Back in 2008, with the country's financial system on the brink of collapse, U.S. Rep Roy Blunt played a central role in bailing out the banks, herding votes from his fellow Republicans and even negotiating the bill's details.
But two years later, as he tries to fend off Secretary of State Robin Carnahan to become Missouri's junior U.S. Senator, Blunt (R-Fantasyland) is running from that reality so fast, and so sloppily, that even the typically-tame Associated Press is smacking the Senate-hopeful around.
In Sept. 29, 2008, House speech encouraging colleagues to support the bill, Blunt described it not as a bailout but as a "program that could be a work out" for financial institutions stuck with investments in bad mortgages.
The program had plenty of oversight, Blunt said, and could encourage financial institutions to again make loans for homes, businesses and students.
"This is not about Wall Street, it's about Main Street," Blunt said during his speech.
The House defeated the legislation that day. But it was revived in the Senate and passed the House 263-171 on Oct. 3. Blunt again voted for it.
The legislation allowed the federal government to use $250 billion immediately for financial institutions and an additional $100 billion if the president (who at the time was George W. Bush) certified it was necessary. The remaining $350 billion could be spent following a separate certification of need by the president, so long as Congress did not pass a resolution of disapproval.
It's that second contingency clause which Blunt cites to say that he did not support the full $700 billion bailout.
And it's that second $350 million Blunt didn't vote for -- but the vote didn't mean much.
A few days later, Blunt joined a majority of House members in voting 270-155 to block the second half of the $700 billion bailout bill.
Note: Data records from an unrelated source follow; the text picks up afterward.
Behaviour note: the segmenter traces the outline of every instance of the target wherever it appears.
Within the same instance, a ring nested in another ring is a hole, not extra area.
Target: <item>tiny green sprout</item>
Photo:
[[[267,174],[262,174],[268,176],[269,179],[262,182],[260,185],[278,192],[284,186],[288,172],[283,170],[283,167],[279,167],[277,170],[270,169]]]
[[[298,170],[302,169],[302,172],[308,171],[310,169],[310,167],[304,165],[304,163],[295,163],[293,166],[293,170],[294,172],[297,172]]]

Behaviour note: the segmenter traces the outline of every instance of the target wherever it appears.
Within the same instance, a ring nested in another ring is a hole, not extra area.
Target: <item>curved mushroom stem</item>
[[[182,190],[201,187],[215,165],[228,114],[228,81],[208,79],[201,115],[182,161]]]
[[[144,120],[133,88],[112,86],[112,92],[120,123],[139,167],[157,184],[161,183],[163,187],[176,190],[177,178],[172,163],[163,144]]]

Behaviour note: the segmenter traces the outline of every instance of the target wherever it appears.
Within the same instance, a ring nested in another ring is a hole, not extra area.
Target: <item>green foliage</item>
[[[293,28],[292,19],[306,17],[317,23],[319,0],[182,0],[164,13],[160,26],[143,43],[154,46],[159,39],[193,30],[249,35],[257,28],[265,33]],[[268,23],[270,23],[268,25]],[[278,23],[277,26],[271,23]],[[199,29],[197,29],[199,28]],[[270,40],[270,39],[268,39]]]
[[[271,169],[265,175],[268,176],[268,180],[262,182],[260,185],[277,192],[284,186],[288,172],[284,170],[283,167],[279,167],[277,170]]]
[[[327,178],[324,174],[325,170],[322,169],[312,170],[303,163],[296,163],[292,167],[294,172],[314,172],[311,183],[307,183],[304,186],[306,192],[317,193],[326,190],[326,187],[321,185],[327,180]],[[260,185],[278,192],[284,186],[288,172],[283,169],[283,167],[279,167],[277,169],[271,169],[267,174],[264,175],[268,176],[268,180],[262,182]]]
But that vote was largely symbolic, because the rejection would have needed to pass both chambers and the Senate had already approved the use of the money.
The AP's story won't stop Blunt from claiming otherwise -- nor, for that matter, will it stop Carnahan from swearing she would have voted against it despite failing to take a stance at the time. But it will make it easier to debunk their claims when they keep yapping about T.A.R.P., all the way to November.